Abstract
Background
Cytomegalovirus (CMV) DNA viral load testing is routinely performed in centers that serve patients that are immunosuppressed from organ or hematopoietic stem cell transplantation. Clinical laboratories that offer this testing often face practical concerns about the storage of these specimens to ensure accurate measurement for patient care. The studies published that look at CMV DNA stability at 4°C have done so only up to 72 hours.
Objective
Our objective was to determine the stability of CMV DNA in whole blood and plasma for clinical viral load testing over a 14 day period.
Study Design
Twenty-one plasma samples that were CMV-positive and twenty whole blood samples (including eleven CMV-negative whole blood samples spiked with CMV-positive plasma) were stored at 4°C and underwent extraction and amplification at 3 time points: Day 0, Day 7, and Day 14.
Results
Log10 values were calculated and t-test was performed on the values comparing Day 0 to Day 14 for plasma and whole blood. There was no statistically significant difference between Day 0 and Day 14 for both specimen types, including the CMV-negative whole blood that was spiked with CMV-positive plasma.
Conclusions
CMV DNA in plasma and whole blood is stable for 14 days at a temperature of 4°C.
Background
Cytomegalovirus (CMV) viral load testing has become the standard of care for diagnosis of patients at risk for developing CMV disease after solid organ or hematopoietic stem cell transplant and for monitoring response to antiviral therapy. Clinical laboratories generally use EDTA anti-coagulated whole blood or EDTA plasma samples for CMV viral load testing. Studies that have assessed the stability of CMV DNA over short periods of time have shown mixed results. A study by Schafer et al. compared the stability of CMV DNA and pp65 antigen in peripheral blood leukocytes (PBL) and concluded that up to 72 hours delay in processing after sample collection did not decrease the amount of CMV DNA, though a decrease in pp65 antigen was observed 1. Likewise, Roberts et al. found CMV DNA to be stable at room temperature at 4°C over a 72 hour period 2. However Schafer et al. concluded an elevation of CMV viral load in plasma was due to WBC lysis in whole blood stored 24 hours before separation 3, while Boom et al. concluded that plasma separated within 48 hours of collection from EDTA whole blood did not affect CMV DNA level when stored 4°C 4. In a 2004 study Nesbitt et al. further demonstrated that a 24 hour delay in separation did not affect plasma viral load levels 5. None of these studies evaluated CMV DNA stability when storing whole blood or plasma for greater than 72 hours prior to testing.
Objective
The objective of this study was to assess the stability of CMV DNA in EDTA whole blood and plasma over a 14 day period.
Study Design
Residual EDTA plasma samples were stored after routine CMV viral load testing and residual corresponding EDTA whole blood samples were collected from the Core Laboratory. The specimens included nine CMV-positive EDTA anti-coagulated whole blood specimens, eleven CMV-negative EDTA whole blood specimens spiked with known CMV-positive plasma, and twenty-one CMV-positive EDTA plasma specimens. The whole blood specimens were stored at room temperature for a mean of 1.5 days prior to receipt in the testing laboratory. The plasma specimens were stored at 4°C for a mean of 3 days prior to receipt in the testing laboratory. Once the specimens arrived in the testing laboratory, DNA was extracted for the Day 0 time point. Specimens were then stored for Day 7 and Day 14 at 4°C prior to extracting for CMV viral load testing.
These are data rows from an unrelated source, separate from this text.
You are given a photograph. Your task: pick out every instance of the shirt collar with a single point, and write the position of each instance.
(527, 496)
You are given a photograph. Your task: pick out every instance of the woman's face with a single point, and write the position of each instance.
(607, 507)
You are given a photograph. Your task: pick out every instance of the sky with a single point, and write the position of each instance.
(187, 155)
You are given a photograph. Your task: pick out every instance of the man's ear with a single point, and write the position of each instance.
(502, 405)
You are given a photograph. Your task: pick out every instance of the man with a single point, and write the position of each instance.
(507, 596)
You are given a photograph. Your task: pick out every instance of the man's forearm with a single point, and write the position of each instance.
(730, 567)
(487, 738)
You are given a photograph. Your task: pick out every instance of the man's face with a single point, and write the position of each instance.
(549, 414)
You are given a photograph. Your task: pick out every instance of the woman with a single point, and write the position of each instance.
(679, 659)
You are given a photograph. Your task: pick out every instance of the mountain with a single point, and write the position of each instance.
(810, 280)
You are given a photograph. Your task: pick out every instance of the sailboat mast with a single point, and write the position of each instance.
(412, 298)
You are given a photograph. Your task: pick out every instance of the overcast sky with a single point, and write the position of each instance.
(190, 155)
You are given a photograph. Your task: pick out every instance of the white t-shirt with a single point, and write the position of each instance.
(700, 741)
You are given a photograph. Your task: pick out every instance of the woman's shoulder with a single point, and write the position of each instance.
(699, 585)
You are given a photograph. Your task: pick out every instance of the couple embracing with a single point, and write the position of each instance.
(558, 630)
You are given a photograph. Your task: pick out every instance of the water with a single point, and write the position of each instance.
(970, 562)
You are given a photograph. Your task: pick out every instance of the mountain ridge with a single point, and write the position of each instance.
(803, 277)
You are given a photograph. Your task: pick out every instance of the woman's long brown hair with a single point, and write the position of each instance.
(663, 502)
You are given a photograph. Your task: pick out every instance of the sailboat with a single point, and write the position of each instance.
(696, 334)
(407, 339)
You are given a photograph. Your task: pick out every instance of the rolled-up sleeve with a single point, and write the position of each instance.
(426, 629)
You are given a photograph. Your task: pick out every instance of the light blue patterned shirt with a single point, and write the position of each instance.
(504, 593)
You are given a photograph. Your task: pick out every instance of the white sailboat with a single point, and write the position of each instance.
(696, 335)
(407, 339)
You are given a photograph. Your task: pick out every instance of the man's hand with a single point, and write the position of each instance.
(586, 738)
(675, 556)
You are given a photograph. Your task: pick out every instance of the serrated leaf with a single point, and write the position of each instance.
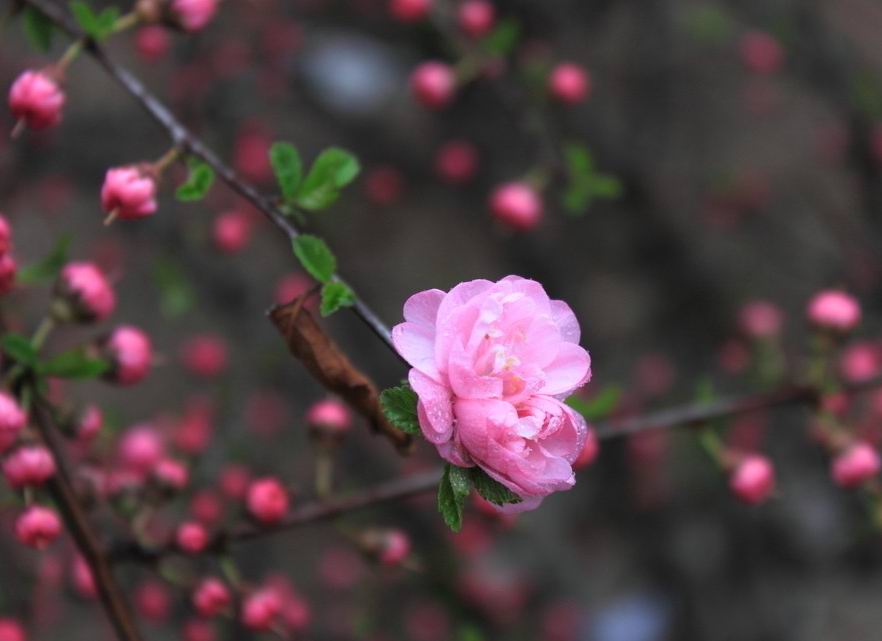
(334, 296)
(399, 405)
(491, 489)
(19, 348)
(48, 267)
(316, 257)
(452, 493)
(76, 363)
(38, 29)
(287, 167)
(332, 170)
(198, 183)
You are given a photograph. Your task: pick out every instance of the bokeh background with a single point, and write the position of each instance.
(737, 186)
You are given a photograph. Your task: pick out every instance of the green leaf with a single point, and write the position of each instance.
(600, 406)
(332, 170)
(38, 29)
(316, 257)
(288, 168)
(452, 493)
(399, 406)
(76, 363)
(491, 489)
(19, 348)
(48, 267)
(334, 296)
(198, 182)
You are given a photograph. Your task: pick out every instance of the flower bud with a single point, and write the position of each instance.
(753, 479)
(130, 354)
(36, 99)
(856, 465)
(129, 192)
(433, 84)
(267, 501)
(38, 527)
(29, 465)
(211, 597)
(516, 205)
(569, 83)
(86, 291)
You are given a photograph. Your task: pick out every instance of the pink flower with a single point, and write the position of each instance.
(29, 465)
(128, 193)
(36, 100)
(856, 465)
(433, 84)
(193, 15)
(492, 363)
(834, 310)
(87, 292)
(38, 527)
(517, 205)
(130, 354)
(569, 83)
(753, 479)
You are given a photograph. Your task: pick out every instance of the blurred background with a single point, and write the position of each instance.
(746, 174)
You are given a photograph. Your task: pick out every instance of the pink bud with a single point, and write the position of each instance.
(36, 99)
(856, 465)
(193, 15)
(476, 17)
(192, 537)
(129, 193)
(761, 319)
(753, 479)
(38, 527)
(409, 10)
(834, 310)
(205, 355)
(152, 42)
(141, 449)
(11, 630)
(87, 291)
(211, 597)
(517, 205)
(29, 465)
(232, 231)
(457, 161)
(261, 609)
(267, 500)
(130, 354)
(8, 271)
(12, 420)
(433, 84)
(760, 52)
(569, 83)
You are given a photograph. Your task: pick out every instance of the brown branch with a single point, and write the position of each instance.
(62, 492)
(185, 139)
Due to the small number of whole blood specimens, eleven CMV-negative whole blood specimens were spiked with CMV positive plasma. For three of the spiked specimens, 100 µl of CMV-positive plasma was added to 900 µl of CMV-negative whole blood; this sample was further diluted to 1:100 in CMV-negative whole blood. One specimen was spiked as above and diluted 1:10, 1:100 and 1:1000 in CMV-negative whole blood and then tested as separate specimens. The final four specimens consisted of 500 µL of CMV-negative whole blood mixed with 500 µL of CMV-positive plasma. The spiked whole blood specimens were extracted on Day 0, Day 7 and Day 14. Each spiked specimen was treated as an individual sample for the purpose of this study.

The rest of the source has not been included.